The Real Deal on The American Apparel Bankruptcy Deal

by San Antonio Attorney

After bankruptcy, American Apparel is ready to move forward.

Two weeks ago, American Apparel filed for bankruptcy, stating a staggering amount $300 million in losses over the past few years.

American Apparel stated that a dozen of its more than 5,000 styles represented the vast majority of sales, as stated in the bankruptcy filing.

The legal representatives mapped out American Apparel’s endurance that provided $10 million while the executives fix inventory problems in various outlets, according to Daily Bankruptcy Review.

The Los Angeles based firm plans to exit bankruptcy with a $30 million loan, resulting from a lesser load of debt, according to a plan filed in court last Thursday.

The fashion line’s ownership will go to its senior creditors and over $200 million in senior bond debt will be exchanged for ownership of the restructured clothing retailer under the reorganization plan.

There is also a plan of withdrawing American Apparel’s stock such as the trades under APPCQ in OTC markets.  The share price of the company, which peaked at $15.80 in 2007, dipped to 11 cents per share right before the bankruptcy filing in October.

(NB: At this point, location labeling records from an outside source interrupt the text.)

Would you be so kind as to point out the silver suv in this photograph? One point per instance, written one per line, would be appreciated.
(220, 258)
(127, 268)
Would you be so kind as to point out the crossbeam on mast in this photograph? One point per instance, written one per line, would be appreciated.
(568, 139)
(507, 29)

The unsecured creditors of the fashion line that are owed close to $150 million will split up any legal proceeds won by the firm following bankruptcy.  American Apparel creditors can still vote to reject the new reorganization plan.  There was a request that the judge should set the deadline of voting up to January 7 for the restructured plan. Both consumers and employees should not be alarmed though since no store closing will occur after the restructuring plan.  A process of negotiations is taking place for cheaper leases and executives are also requesting the bankruptcy court to declare some real estate contracts null and void.